At LTE Group, Kim leads health, safety and risk initiatives across the organisation. She is known for her personable leadership style, strong technical expertise and ability to build exceptional rapport with her team. She creates a supportive environment that helps people feel confident engaging with risk management.
Kim has also sponsored the rollout of Protecht across LTE Group, strengthening enterprise risk visibility while empowering teams through training, tools and support.
Her story is a reminder that role modelling in GRC is not only about technical excellence. It is about how leaders bring people with them. It is about making risk management approachable, useful and relevant to the people who apply it every day.
What these nominations say about modern GRC
The Protecht customers nominated in this year’s Women in GRC Awards represent different categories, organisations and career paths, but their stories point to common themes.
GRC is becoming more crucial to business decision-making. Whether through risk MI, governance reporting, legal advice, assurance frameworks or board-level oversight, GRC professionals help organisations understand risk and act with greater confidence.
Risk culture matters as much as risk frameworks. Strong frameworks provide structure, but culture determines whether people engage with them, use them and apply them consistently.

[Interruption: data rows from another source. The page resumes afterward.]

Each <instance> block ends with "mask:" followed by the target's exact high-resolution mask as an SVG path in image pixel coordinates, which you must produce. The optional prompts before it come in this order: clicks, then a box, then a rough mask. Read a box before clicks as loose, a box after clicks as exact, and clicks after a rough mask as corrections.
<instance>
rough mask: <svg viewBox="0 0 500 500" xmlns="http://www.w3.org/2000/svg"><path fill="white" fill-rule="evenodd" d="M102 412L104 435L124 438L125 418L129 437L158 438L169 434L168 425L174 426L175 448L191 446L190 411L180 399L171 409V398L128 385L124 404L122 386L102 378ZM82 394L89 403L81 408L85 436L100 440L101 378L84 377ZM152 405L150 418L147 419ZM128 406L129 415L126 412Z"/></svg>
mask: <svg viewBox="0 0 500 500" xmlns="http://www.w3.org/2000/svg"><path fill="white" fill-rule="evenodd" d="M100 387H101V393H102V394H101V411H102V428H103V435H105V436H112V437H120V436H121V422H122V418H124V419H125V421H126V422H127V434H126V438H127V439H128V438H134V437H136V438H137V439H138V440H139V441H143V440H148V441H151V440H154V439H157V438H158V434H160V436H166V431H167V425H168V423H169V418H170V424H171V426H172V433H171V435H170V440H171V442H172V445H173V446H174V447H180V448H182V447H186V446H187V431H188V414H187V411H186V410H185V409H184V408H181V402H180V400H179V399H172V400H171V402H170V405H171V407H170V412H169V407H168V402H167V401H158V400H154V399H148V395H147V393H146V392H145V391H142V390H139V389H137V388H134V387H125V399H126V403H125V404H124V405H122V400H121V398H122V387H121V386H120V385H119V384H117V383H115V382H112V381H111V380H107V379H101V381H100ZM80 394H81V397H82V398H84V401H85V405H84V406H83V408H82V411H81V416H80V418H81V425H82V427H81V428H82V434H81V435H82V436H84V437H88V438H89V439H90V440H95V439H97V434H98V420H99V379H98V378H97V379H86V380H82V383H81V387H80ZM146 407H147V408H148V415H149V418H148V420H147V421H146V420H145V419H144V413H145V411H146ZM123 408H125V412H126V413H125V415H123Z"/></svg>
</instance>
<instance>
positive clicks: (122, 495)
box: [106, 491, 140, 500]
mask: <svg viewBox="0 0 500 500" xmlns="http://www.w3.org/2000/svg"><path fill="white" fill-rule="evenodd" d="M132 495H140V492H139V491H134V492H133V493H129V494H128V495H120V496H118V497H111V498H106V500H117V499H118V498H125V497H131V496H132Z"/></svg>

Technology is now central to effective GRC. The strongest examples are not about technology in isolation. They are about using platforms, dashboards, workflows and reporting to improve visibility, accountability and decision-making.
Collaboration is essential. The nominees’ work spans first and second line teams, senior stakeholders, business units, peer networks, sector groups and external communities.
The profession is also being shaped by both experienced leaders and emerging talent. From rising stars early in their careers to senior leaders with decades of expertise, the future of GRC depends on people who combine technical knowledge with communication, curiosity, judgement and influence.
Every nomination is something to celebrate, and we are especially proud to recognise the three Protecht customers shortlisted in their categories following evaluation by a judging panel on behalf of GRC World Forums. Congratulations to Elena, Chloe and Mairead and good luck on July 2nd.
Congratulations to all nominees. We look forward to celebrating their achievements, and the achievements of women across the GRC profession, at the Women in GRC Awards on 2 July.